The mausoleum exhibits influence from Syria and incorporates spolia from a Fatimid palace to commemorate Shajar al-Durr's rule as sultan. After acquiring the throne from her late husband al-Salih, she obtained much of his estate and thus utilized funding and other resources to construct her own tomb. While construction of al-Salih's mausoleum was underway, Shajar al-Durr's tomb was also being assembled by the same artisans who created the nearby Mausoleum of the Abbasid Caliphs. This is evident in the high pointed dome, square base, and middle transitional zone speckled with trios of carved-out hexagonal windows. Stucco detailing is seen on the exterior of the building with fluted keel arched niches that reflect the Fatimid-Ayyubid architectural style of this era.

== Contributions to Egyptian architecture ==
Demonstrating continuity between Fatimid and Ayyubid architectural styles, both the madrasa and mosque emphasize Fatimid-derived exterior ornamentation. This included stucco keel-arches, glass mosaics, and carved stone, which left "a lasting legacy" on Cairo and eventually became "a hallmark of Mamluk architecture". One year after his death, in 1250, the remains of Sultan al-Salih were installed within his tomb. Her decision to build his tomb adjacent to the madrasa he commissioned became "an innovation that was followed in the endowed complexes of the Mamluks". This began a trend in Cairo in which the tomb of a patron would be attached to a religious or charitable complex that they had contributed to the city and is seen in the connection of the tomb and his madrasa. One such notable example within Cairo, Egypt being the Madrasa and Friday Mosque of Sultan Hassan that is considered to be a great example of these societally beneficial complexes. The Islamic architectural historian D. Fairchild Ruggles has argued that in doing this, Shajar al-Durr effectively changed the course of Egyptian architecture from then on.

Overall, Shajar al-Durr was able to redefine what purpose a religious complex served in the wider context of the city. Post Shajar al-Durr influence meant that these structures exuded dynastical monumentality through their charitable roles within the community. Mausoleums and Madrasas were integrated, dynastical legitimacy presented itself within the urban architecture, and a lasting legacy for Malmuk patronage was established.

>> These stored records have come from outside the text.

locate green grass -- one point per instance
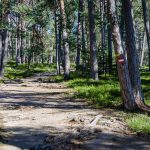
(103, 93)
(21, 71)
(106, 93)
(139, 123)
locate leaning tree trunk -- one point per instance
(132, 54)
(122, 64)
(3, 37)
(147, 27)
(57, 40)
(79, 35)
(65, 40)
(130, 101)
(93, 48)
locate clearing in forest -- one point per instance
(43, 114)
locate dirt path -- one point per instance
(32, 111)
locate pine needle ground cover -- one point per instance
(106, 93)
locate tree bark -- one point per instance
(79, 35)
(65, 41)
(147, 27)
(132, 54)
(123, 73)
(93, 48)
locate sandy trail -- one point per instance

The Mamluk Sultan Qalawun is sometimes credited for introducing golden glass mosaics to Egypt in the 1280s. While some accounts suggest that Qalawun had the mosaics installed in Shajar al-Durr's mausoleum, this is unconfirmed and the mosaics were most likely constructed under al-Durr's patronage.

== Restorations ==
Renovations and research continue on the complex. In 1902 and 1927–1930, the Comité de Conservation des Monuments de l’art Arabe conducted preservation on the mausoleum by recovering its exterior surfaces and removing crumbled fabric. Again in 1990–2006, the Ministry of State for Antiquities preserved its appearance by adding another stucco finish layer to the building. Finally, during the building's 4th restoration headed by Athar Lina and overseen by May al-Ibrashy in 2015 and 2016, restoration efforts uncovered the presence of wall paintings in the transition zone of the mausoleum. These paintings, dated to the same year as the dome's construction in 1251, contained motifs of greenish-blue lotus buds and swirling arabesque in poly-lobed panels.

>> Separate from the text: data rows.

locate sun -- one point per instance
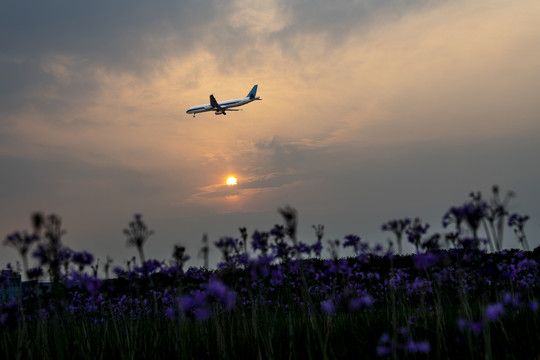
(231, 180)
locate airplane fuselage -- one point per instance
(221, 107)
(227, 104)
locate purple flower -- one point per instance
(328, 307)
(494, 311)
(82, 258)
(423, 261)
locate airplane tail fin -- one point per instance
(253, 92)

Al-Ibrashy described the complex as being in a “poor state of preservation” before her team's conservation effort. The mausoleum's interior walls and dome had been covered with cement during recent restoration efforts. Alkaline groundwater had consequently permeated the structure, resulting in water damage and efflorescence. This prompted a meticulous and time-consuming effort to remove most of the concrete with scalpels to avoid further damage to the underlying materials. The restoration team then restored the mausoleum's damaged mortar and stucco elements.